Стоя за воротами, она слушала давно.
— Говоришь, я сумасшедшая? — подойдя ближе, спросила звенящим шепотом. — Помощь мне нужна?! — И с размаху влепила пощечину. — Это тебе помощь нужна. Патологоанатома, сучка! Я нормальнее вас всех вместе взятых! Я, я делаю и создаю, а вы только разрушаете! Путаетесь под ногами и мешаете жить! А во мне нет лени, нет страха, и потому вы меня боитесь! Боитесь, потому что я лучше и умнее. Кто не дотронулся до смерти, тот не поймет жизни! А я ее трогаю… я понимаю, вам — не дано… это приходит свыше.

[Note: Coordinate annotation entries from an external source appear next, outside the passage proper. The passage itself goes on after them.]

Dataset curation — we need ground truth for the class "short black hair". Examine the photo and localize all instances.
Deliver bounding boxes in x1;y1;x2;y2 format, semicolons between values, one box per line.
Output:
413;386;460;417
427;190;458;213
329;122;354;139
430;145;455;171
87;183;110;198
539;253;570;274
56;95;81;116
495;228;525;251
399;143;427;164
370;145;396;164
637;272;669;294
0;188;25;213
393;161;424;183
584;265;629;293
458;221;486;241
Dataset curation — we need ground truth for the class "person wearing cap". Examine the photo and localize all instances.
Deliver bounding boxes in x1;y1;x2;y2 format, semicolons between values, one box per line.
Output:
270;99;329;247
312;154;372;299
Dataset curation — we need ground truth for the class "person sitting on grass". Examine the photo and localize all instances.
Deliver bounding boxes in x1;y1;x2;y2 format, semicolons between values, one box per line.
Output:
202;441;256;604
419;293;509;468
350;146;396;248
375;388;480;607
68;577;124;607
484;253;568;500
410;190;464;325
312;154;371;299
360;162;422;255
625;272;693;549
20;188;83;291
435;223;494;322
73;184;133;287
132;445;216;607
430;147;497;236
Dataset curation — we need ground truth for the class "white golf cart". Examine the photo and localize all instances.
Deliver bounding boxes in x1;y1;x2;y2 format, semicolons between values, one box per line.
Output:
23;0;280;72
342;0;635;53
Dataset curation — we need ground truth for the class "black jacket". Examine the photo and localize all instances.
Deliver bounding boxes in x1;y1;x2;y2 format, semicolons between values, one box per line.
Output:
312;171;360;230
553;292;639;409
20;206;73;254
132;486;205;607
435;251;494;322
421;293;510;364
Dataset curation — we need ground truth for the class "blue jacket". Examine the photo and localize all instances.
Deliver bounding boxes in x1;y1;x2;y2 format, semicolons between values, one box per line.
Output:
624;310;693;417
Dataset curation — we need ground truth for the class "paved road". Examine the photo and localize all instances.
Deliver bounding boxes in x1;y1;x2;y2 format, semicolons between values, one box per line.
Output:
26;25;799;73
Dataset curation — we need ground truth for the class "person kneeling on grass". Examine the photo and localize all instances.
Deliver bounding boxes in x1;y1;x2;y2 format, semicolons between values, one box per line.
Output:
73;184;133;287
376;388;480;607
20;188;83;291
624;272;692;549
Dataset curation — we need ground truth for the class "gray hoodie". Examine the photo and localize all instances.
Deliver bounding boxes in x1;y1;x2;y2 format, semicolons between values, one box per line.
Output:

Батюшки святы, да она целую философскую базу под свое сумасшествие подвела! Дай ей волю, свою религию создаст — «Дом Неведающих Страха», например.
— Куда ворона летит, туда и глядит, — прозвучал внезапно голос. Текст вклинился между возвышенными репликами, Рената поперхнулась восклицательным знаком и обернулась на голос.
Пьяный Феденька, пыльным полотнищем висел на перилах и очень радовался, что поддержал разговор. Кажется, он не совсем понимал по какому поводу дискуссия, но догадался, что пословицу ввернул правильно, в тему, — лицо Ренаты просто перекосило от бешенства.
— Ты… ты… я ворона?!?!
Пожалуй, если бы не крепкие предусмотрительно-родственные объятия Шуры, под яблонькой меня закопали б в компании. С Федей.
Брызгая слюной и гадко ругаясь, Рената пыталась достать револьвер и засадить в алканавта одну, другую из четырех «маслин».
— Все, все, все!!! — наконец, проорала она. — Отпусти.
Одергивая одежду, угомонившаяся безумица прекратила идеологические баталии и достала из-за брючного ремня пистолет.
— Принеси мне сырую картофелину побольше, — приказала Александру.
— Зачем? — удивился тот.
— Вместо глушителя пойдет, дурья башка! — рыкнула зло. — Бабки ваши телевизоры повыключали, сейчас выстрел будет уже слышен. И быстро давай! Мне возвращаться надо…
Рассусоливать и тратить время на разговоры, Рената больше не собиралась. Она отвернулась от Саши, подошла ко мне, но, не услышав сзади шагов, развернулась:
— Ну? Что застыл? Иди.
— Рената… может быть, не надо?
— Чего это не надо? — спокойно поинтересовалась девушка.
— Убивать. Больше.
— Ты болван, Шура, — невозмутимо заявила генеральская внучка. — Иди, делай, что говорят. А впрочем…
Она подошла к коробке на верстаке и демонстративно придирчиво выбрала длинный кусок фланелевой тряпки. Показательно аккуратно сложила его раз триста и, отставив руку, полюбовалась работой:
— Звук заглушит. Подушка же заглушила… — пробормотала и направила сооружение из пистолета и фланели на меня.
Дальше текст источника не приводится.